Tenho sorte. Tomei café com um bom amigo esta quinta-feira. Ele falou-me de uma conhecida em comum, médica, que cuidou bem do seu pai, fazendo-lhe o elogio adicional: "mas ela não era assim só com o meu pai, era assim com toda a gente!". Este elogio não é frequente. Ser bom médico com o "doente recomendado" fica bem, ser bom médico com todos é o indicado pela profissão abraçada. Conheço a minha médica de família desde muito nova, de recém-saída da faculdade. Cuida muito bem de mim. Sei que cuidará muito bem de toda a sua lista de utentes. E presencialmente se necessário.
Os Cuidados Primários vivem hoje em Portugal uma crise única e que não está em vias de solução. Muito do que vou escrever escrevo-o assumindo que se me enganar serei corrigido.
O grosso do seguimento dos doentes Covid está entregue aos médicos dos Centros de Saúde. A plataforma Trace-Covid obrigará ao contacto diário com os doente Covid bem como com os contactos em isolamento. Hoje há pouco mais de 30000 casos activos, que se adicionarmos os doentes em isolamento, para os aprox 600 Centros de Saúde, implicará aprox. 100 chamadas telefónicas por Centro de Saúde por dia. Nos tempos áureos de Janeiro terão sido 400 ou mais chamadas por dia. Isto e os medos de contágio, os distanciamentos, etc., literalmente fecharam grande parte dos Centros de Saúde aos seus utentes habituais.
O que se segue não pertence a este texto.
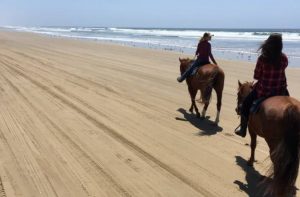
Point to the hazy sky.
(152, 13)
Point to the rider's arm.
(258, 69)
(198, 50)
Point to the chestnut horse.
(278, 122)
(208, 77)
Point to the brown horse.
(207, 77)
(278, 121)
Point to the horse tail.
(286, 155)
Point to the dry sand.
(80, 118)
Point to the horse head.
(244, 90)
(184, 64)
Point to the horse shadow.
(206, 126)
(256, 184)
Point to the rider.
(203, 53)
(270, 76)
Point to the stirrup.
(235, 130)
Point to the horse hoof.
(250, 163)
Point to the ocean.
(231, 44)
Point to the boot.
(243, 128)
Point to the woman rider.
(203, 53)
(270, 76)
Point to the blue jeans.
(197, 63)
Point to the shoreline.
(244, 56)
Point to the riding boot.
(180, 79)
(243, 128)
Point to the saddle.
(256, 104)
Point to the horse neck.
(183, 67)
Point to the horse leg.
(193, 94)
(203, 113)
(192, 103)
(253, 146)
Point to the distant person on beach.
(203, 53)
(270, 75)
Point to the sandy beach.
(83, 118)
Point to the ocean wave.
(168, 33)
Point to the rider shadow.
(256, 183)
(206, 126)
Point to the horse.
(208, 77)
(278, 122)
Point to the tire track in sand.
(80, 151)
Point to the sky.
(152, 13)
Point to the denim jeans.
(197, 63)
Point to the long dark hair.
(271, 50)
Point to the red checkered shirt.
(271, 80)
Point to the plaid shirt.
(271, 81)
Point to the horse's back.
(269, 120)
(276, 105)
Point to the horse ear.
(240, 84)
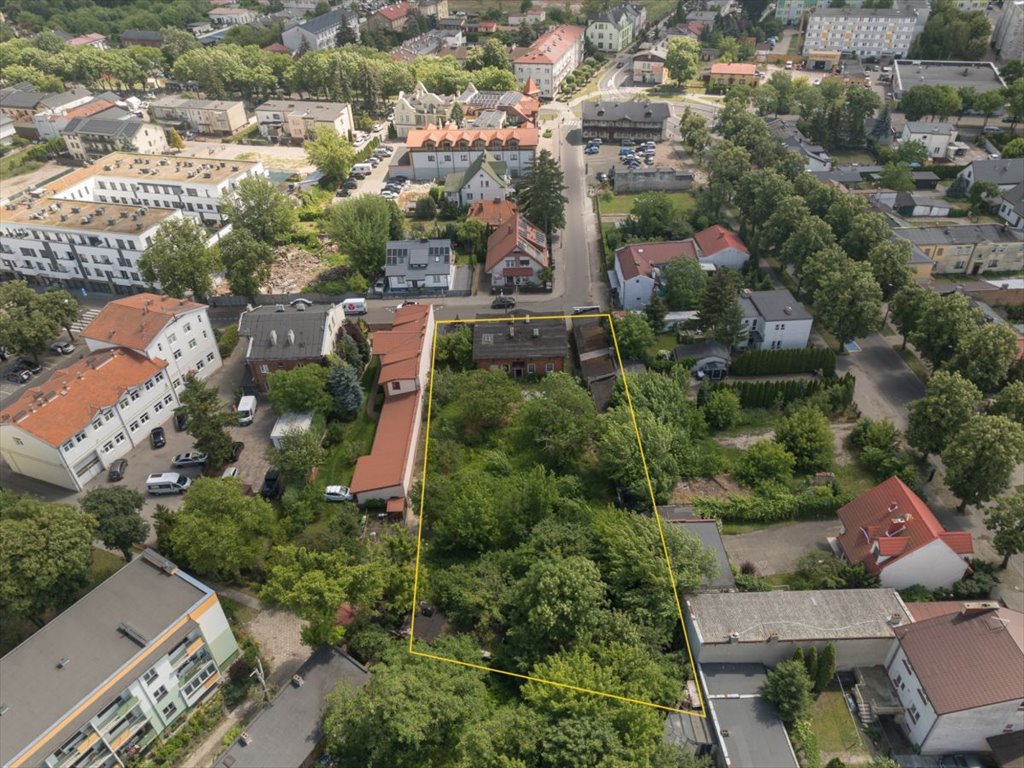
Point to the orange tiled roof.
(135, 321)
(65, 403)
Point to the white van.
(167, 482)
(354, 306)
(246, 411)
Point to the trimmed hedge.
(768, 361)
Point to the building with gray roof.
(111, 673)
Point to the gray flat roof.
(288, 731)
(796, 616)
(39, 694)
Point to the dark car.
(117, 470)
(271, 487)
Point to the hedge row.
(768, 361)
(778, 393)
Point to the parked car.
(338, 494)
(117, 469)
(271, 486)
(188, 460)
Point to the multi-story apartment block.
(70, 429)
(90, 138)
(434, 153)
(551, 58)
(969, 249)
(880, 33)
(1009, 36)
(420, 108)
(160, 328)
(218, 118)
(321, 33)
(298, 121)
(129, 660)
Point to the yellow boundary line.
(650, 488)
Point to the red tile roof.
(639, 258)
(716, 239)
(966, 660)
(891, 511)
(526, 137)
(61, 406)
(135, 321)
(551, 46)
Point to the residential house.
(420, 109)
(92, 137)
(69, 429)
(518, 108)
(728, 75)
(321, 33)
(392, 17)
(935, 136)
(282, 337)
(215, 118)
(434, 153)
(517, 254)
(403, 351)
(125, 664)
(968, 249)
(767, 627)
(958, 673)
(613, 121)
(520, 345)
(486, 178)
(617, 28)
(895, 536)
(648, 68)
(551, 57)
(419, 265)
(774, 320)
(297, 121)
(161, 328)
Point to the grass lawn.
(833, 724)
(624, 203)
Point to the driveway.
(776, 549)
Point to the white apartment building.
(69, 429)
(551, 58)
(160, 328)
(880, 33)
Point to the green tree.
(26, 326)
(981, 458)
(633, 336)
(47, 551)
(219, 530)
(361, 227)
(208, 420)
(806, 435)
(542, 198)
(117, 513)
(765, 460)
(179, 260)
(948, 402)
(787, 687)
(332, 155)
(684, 284)
(257, 206)
(247, 262)
(299, 389)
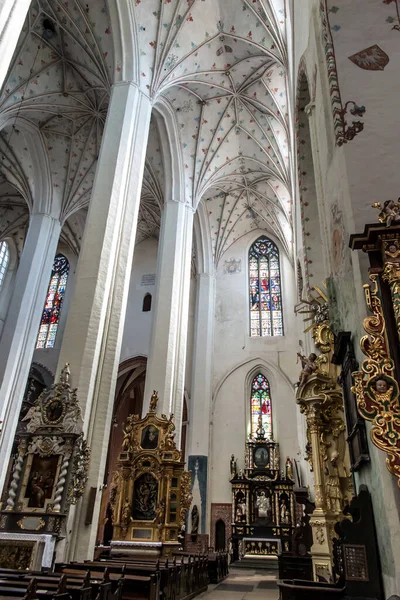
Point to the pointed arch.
(260, 405)
(266, 315)
(53, 305)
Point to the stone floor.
(244, 585)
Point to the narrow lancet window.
(265, 289)
(54, 300)
(4, 260)
(261, 405)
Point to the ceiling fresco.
(220, 64)
(366, 40)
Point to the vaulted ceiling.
(220, 64)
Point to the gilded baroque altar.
(320, 399)
(48, 475)
(151, 489)
(263, 502)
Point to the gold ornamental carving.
(150, 491)
(375, 386)
(319, 397)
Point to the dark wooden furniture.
(294, 589)
(356, 550)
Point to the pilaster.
(21, 326)
(93, 332)
(12, 17)
(167, 359)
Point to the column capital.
(121, 84)
(186, 205)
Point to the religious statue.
(34, 418)
(309, 366)
(277, 458)
(126, 516)
(169, 441)
(195, 520)
(333, 494)
(181, 537)
(389, 212)
(160, 517)
(289, 469)
(153, 401)
(263, 505)
(383, 392)
(65, 374)
(233, 466)
(284, 512)
(41, 486)
(240, 511)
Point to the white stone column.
(21, 327)
(200, 405)
(93, 332)
(12, 17)
(167, 358)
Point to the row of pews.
(29, 585)
(118, 578)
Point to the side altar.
(151, 489)
(48, 475)
(263, 501)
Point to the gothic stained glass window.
(54, 299)
(4, 260)
(261, 405)
(265, 289)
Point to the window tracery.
(260, 404)
(265, 289)
(54, 300)
(4, 260)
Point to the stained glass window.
(265, 289)
(4, 260)
(261, 405)
(54, 299)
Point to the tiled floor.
(244, 585)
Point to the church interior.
(199, 300)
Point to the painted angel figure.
(390, 212)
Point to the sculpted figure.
(33, 416)
(153, 401)
(309, 366)
(233, 466)
(284, 512)
(383, 391)
(195, 520)
(390, 212)
(240, 511)
(263, 504)
(289, 469)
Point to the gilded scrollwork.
(375, 386)
(150, 489)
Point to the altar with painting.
(263, 502)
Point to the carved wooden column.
(377, 383)
(320, 399)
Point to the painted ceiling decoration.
(59, 81)
(222, 66)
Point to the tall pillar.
(167, 359)
(200, 406)
(12, 17)
(93, 332)
(22, 324)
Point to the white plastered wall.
(332, 186)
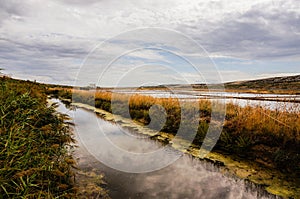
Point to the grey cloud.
(10, 8)
(259, 33)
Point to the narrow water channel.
(185, 178)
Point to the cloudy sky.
(107, 41)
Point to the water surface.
(185, 178)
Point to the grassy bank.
(269, 137)
(34, 144)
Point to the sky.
(121, 43)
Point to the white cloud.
(39, 36)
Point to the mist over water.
(186, 177)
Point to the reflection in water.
(185, 178)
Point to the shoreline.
(271, 180)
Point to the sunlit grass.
(34, 144)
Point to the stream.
(185, 177)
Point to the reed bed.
(270, 137)
(35, 143)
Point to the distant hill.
(288, 83)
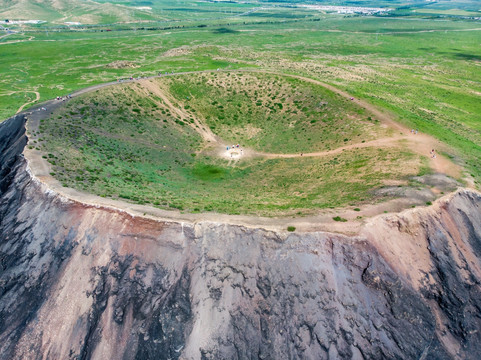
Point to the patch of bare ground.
(122, 64)
(356, 218)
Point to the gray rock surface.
(83, 282)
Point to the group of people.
(63, 98)
(234, 147)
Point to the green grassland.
(272, 113)
(423, 70)
(117, 143)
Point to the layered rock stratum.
(85, 282)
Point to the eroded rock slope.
(80, 282)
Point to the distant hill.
(61, 11)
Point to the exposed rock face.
(80, 282)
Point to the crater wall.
(85, 282)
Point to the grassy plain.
(117, 143)
(423, 70)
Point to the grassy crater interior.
(147, 142)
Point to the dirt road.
(419, 143)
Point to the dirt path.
(203, 130)
(323, 221)
(37, 94)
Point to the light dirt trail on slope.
(203, 130)
(321, 222)
(37, 94)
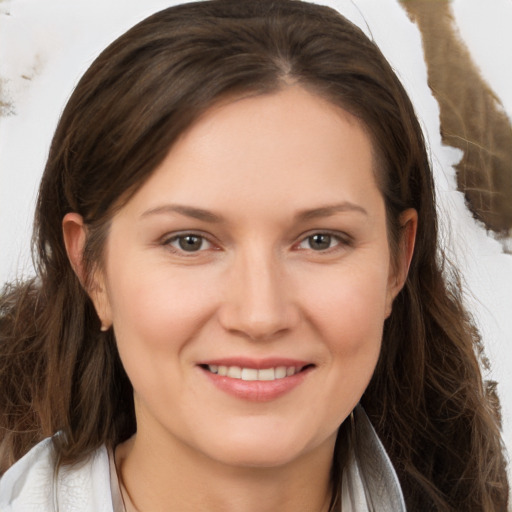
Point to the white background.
(46, 46)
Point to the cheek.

O contacto com estes passou a fazer-se preferencialmente pelos telemóveis ou pelos mails dos sobrinhos, filhos, netos dos utentes. Já perdi a conta aos meus doentes que me dizem - e não tenho razão para não acreditar - que já não vêem o seu Médico de Família há ano e meio. Sim que estes serviços parecem funcionar as mais das vezes bem e rapidamente, mas o contacto presencial, aquilo para que seis anos de curso e outros de formação pos-graduada andaram a preparar os profissionais, afinal perdeu-se algures no meio da bruma de uma pandemia, pelo menos em grande parte dos Centros de Saúde que conheço.
Os Centros de Saúde não são todos iguais. Existem modos de organização e de articulação com os cuidados hospitalares diferentes e também formas de remuneração diferentes. Isto é confuso. O número de utentes por médico de família subiu se não me engano há uns dez anos, no tempo da troika. Se afinal podemos controlar muitos destes utentes via mail ou telefonema não percebo como nos poderemos opor a uma subida adicional da lista de utentes por médico de Centro de Saúde, ainda mais quando a tutela - nomeadamente o Ministro do Ensino Superior, Manuel Heitor - tem tão alta opinião sobre o que é preciso para se trabalhar num Centro de Saúde, Médico especialista de Medicina Geral e Familiar ou outra coisa qualquer... ou seja a disseminação do modelo USF tipo B com maiores vencimentos afinal pode-se atrasar, é só fornecer um telemóvel extra e alargar a banda da net e está a coisa resolvida.